Start early and work consistently on it. The latter in particular is easier said than done. I’m a very slow worker when it comes to composition, and often a perfectionist in a kind of debilitating way. I usually just think about what I’m writing for a while. In this case, it was at least a good month or so before I put down anything resembling (musical) notes, and then probably another two months until I put down a single note with the intention of it being definitely part of the piece. Instead I made a lot of (text) notes and sketches about ideas and tests of different methods and processes I was developing, and figuring out logistical stuff. This is just my way of working, though it’s much more of a “top-down” approach, where I start from the concept of the sounds that I want, an idea of the general aesthetic and process of it in my head, more so than, say, sitting down at a piano and letting sounds I make “in the real world” guide the rest of the piece. Often I construct processes that “write themselves”—the process is what makes the individual decisions on which exact notes go where, for example. The challenge is to design the process well enough so that it create an end result I like.
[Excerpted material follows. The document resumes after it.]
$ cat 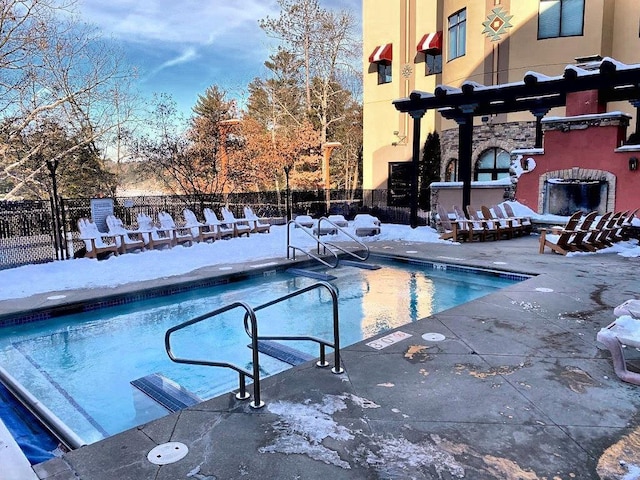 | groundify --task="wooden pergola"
[393,58,640,228]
This means that often I don’t have a super-precise idea of how it sounds until the process is finished. So I often don’t work with actually hearing the sounds that the piece makes until a pretty late stage, at which I’m fiddling with the results that my process created in order to tailor them to what I’m looking for. At that point, there’s a lot of writing down of what’s essentially data I’ve produced, which in this case takes the form of musical notation. I don’t see the data as something cold and mechanical, though—the result, I hope, is a world of sound that, because of the process of producing “data,” sounds complex, and rich, and puzzling, and, yes, warm, in a way I couldn’t have made if I made individual decisions on every single note. When it comes to actually putting on this performance, that comes down to a lot of grunt work. Asking performers if they’re interested in performing it, coordinating rehearsals and (in this case) recording sessions, and thanking them a million times for their incredible generosity (not to mention their incredible musical talents). Also, scouring eBay for cheap, vintage tape recorders.
What do you hope to be doing 10 years from now?
I have absolutely no idea! I would love to be able to somehow make a career out of composing and/or performing my own music, but that’s an extremely difficult thing to do. I’ve always made music both in the “pop” world, where you form a band and write songs and perform, and in the “classical” world, where there’s often a heavier emphasis on notation and the composer as distinct from the performer. I do know that no matter what I do, I don’t want to give up the other entirely—even if I find some success composing experimental classical music for chamber ensembles, I don’t want to stop playing in and writing songs for a rock band I’m in, and vice versa. That’s what I hope to be doing—what’s likely is another question.